The Whole Plate is a high school level Food and Nutrition course. The four units build on each other, and were originally intended to be used at a pace of one unit per year of high school. The focus is on real food, and the recipes reflect that. Organic produce is emphasized, as is the concept of buying locally.
If you purchase the complete program, you will receive four three-ring binders that each contain one unit. Each unit includes all of the materials you will need to teach the course, except the kitchen and the food! The main components are recipes, notes for the instructor to use in giving nutritional lectures, readings for the student to do, discussion questions for those readings and other materials to help you organize your class or determine grades. In addition, there are bonus mini-units: one on Wild Foods, the other on Nutrition for Pregnancy.
Each unit has fifteen days of assignments, which are intended to be used as two hour classes each day for three weeks. One day is a field trip. The other days all involve cooking plus either a nutrition lecture or discussion. Each week, there is a bit of assigned reading. Each unit also involves cooking a family meal at the end, and reporting on that. The readings are included in the program, so you do not need to go out searching for additional books.
Unit One: What is Food? This unit teaches about food preservation and some beginning cooking techniques. You study calories, proteins, carbs and fats, and the reading relates to diet and health.
Unit Two: Nourishment for People and Planet teaches more advanced cooking skills. Vitamin and Minerals are the focus of the nutrition segments, and the reading focuses on modern agricultural practices.
Unit Three: Why Organic? This unit gets into ethnic cooking. Lectures cover adolescent nutrition, but also things like understanding the various cuts of meat and how to use them. The reading is from Silent Spring by Rachel Carson.

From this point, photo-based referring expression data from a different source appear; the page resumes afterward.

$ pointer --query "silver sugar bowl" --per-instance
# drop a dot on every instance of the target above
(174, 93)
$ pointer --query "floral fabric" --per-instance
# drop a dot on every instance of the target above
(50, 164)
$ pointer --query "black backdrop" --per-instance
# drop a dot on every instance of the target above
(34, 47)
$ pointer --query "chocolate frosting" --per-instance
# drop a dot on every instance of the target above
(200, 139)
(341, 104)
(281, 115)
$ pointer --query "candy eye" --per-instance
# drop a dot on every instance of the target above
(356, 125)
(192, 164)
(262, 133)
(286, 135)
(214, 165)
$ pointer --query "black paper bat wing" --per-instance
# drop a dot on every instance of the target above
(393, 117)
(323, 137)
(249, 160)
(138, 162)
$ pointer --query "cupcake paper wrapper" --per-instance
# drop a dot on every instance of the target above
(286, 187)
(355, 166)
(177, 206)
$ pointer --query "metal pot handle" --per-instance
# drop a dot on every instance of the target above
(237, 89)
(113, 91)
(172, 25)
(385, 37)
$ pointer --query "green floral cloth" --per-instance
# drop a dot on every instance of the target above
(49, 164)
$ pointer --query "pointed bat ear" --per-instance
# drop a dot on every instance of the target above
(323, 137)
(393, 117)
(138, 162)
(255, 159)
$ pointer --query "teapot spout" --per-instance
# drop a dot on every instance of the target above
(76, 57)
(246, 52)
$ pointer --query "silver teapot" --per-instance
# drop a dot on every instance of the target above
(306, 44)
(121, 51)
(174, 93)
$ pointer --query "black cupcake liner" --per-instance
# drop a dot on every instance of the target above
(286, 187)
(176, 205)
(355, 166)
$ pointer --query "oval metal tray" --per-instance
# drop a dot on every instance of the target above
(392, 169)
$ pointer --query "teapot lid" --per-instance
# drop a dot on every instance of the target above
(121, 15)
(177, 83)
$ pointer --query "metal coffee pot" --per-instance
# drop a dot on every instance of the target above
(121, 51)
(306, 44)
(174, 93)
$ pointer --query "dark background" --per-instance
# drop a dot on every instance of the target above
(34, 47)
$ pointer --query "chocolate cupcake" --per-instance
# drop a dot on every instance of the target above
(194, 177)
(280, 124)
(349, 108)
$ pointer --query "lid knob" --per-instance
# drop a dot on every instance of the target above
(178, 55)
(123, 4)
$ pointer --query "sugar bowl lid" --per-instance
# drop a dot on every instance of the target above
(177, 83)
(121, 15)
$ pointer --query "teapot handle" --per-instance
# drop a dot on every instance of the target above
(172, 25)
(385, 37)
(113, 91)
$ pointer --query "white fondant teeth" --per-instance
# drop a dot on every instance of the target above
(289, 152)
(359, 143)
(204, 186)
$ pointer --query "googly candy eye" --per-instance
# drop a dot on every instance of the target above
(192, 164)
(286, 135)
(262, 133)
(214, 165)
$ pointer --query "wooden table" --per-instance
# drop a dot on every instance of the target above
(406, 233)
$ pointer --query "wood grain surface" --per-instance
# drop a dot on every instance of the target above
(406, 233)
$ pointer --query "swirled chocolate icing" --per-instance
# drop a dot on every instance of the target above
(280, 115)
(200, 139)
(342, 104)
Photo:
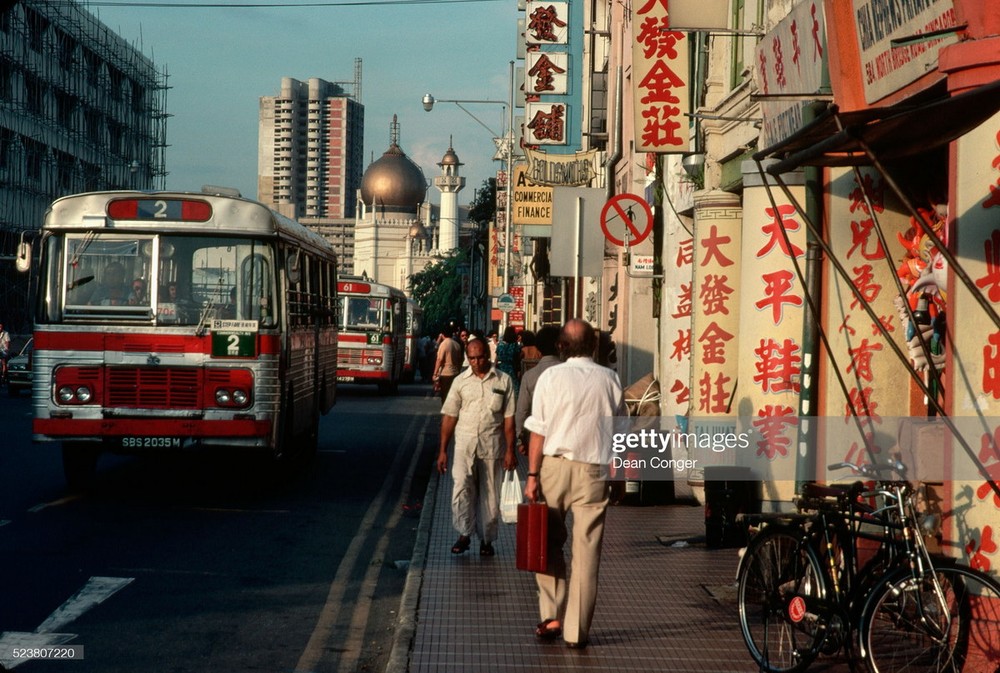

Unit Four: The Spice of Life includes more ethnic cooking, along with cooking in college, and the use of a crock pot. The lectures discuss herbs and spices, and the readings focus on the modern Western diet and the food pyramid, and whether that is really the best way for us to eat.
This program is clearly designed for a classroom setting, but we found it very easy to adapt for home use. That involved a bit of experimenting. We seem to have hit a groove in Unit Two, where we are spreading the unit out over six to seven weeks. That means we are actively cooking two days each week, and we are doing the more classroom oriented materials on two or three days as well.
Each day in the plan includes a recipe (or two), and a more school-oriented assignment. We are doing the seatwork pretty much in order; but the recipes? Those we end up moving around a bit to make it work into our lives. For instance, one of the recipes in Unit Two is to make a Chocolate Birthday Cake with Chocolate Frosting. Instead of preparing that when it was scheduled, we are putting it off until next week when a younger sibling does have a birthday.
We are also encouraged to adapt the recipes to work with what is seasonally or regionally available to us, which is something I really appreciate. In Unit One, one of the recipes called for making grape jelly. We were able to obtain blackberries that week, so we found a blackberry jam recipe instead.
The nutrition lectures were far easier to implement than I expected. Essentially, we sat down, and I read the teacher notes aloud, pausing to discuss as appropriate.
At $400 for the complete curriculum, it does seem rather expensive. However, it is completely non-consumable, so you can use the materials over with each child in your family.
We especially enjoyed the recipes. I tend to think that some things, such as canning tomatoes, are just too complicated for my 14-year-old. Having that listed in here pushed me out of my comfort zone, and I discovered that my son is capable of far more than I gave him credit for.
If you already lean towards a "whole foods" lifestyle, or want to move that way, this could be an excellent way to help your teen take ownership of food choices, and it can help you to feel more informed about the food we eat. This is far more than a home economics credit, and it is something I am glad to own.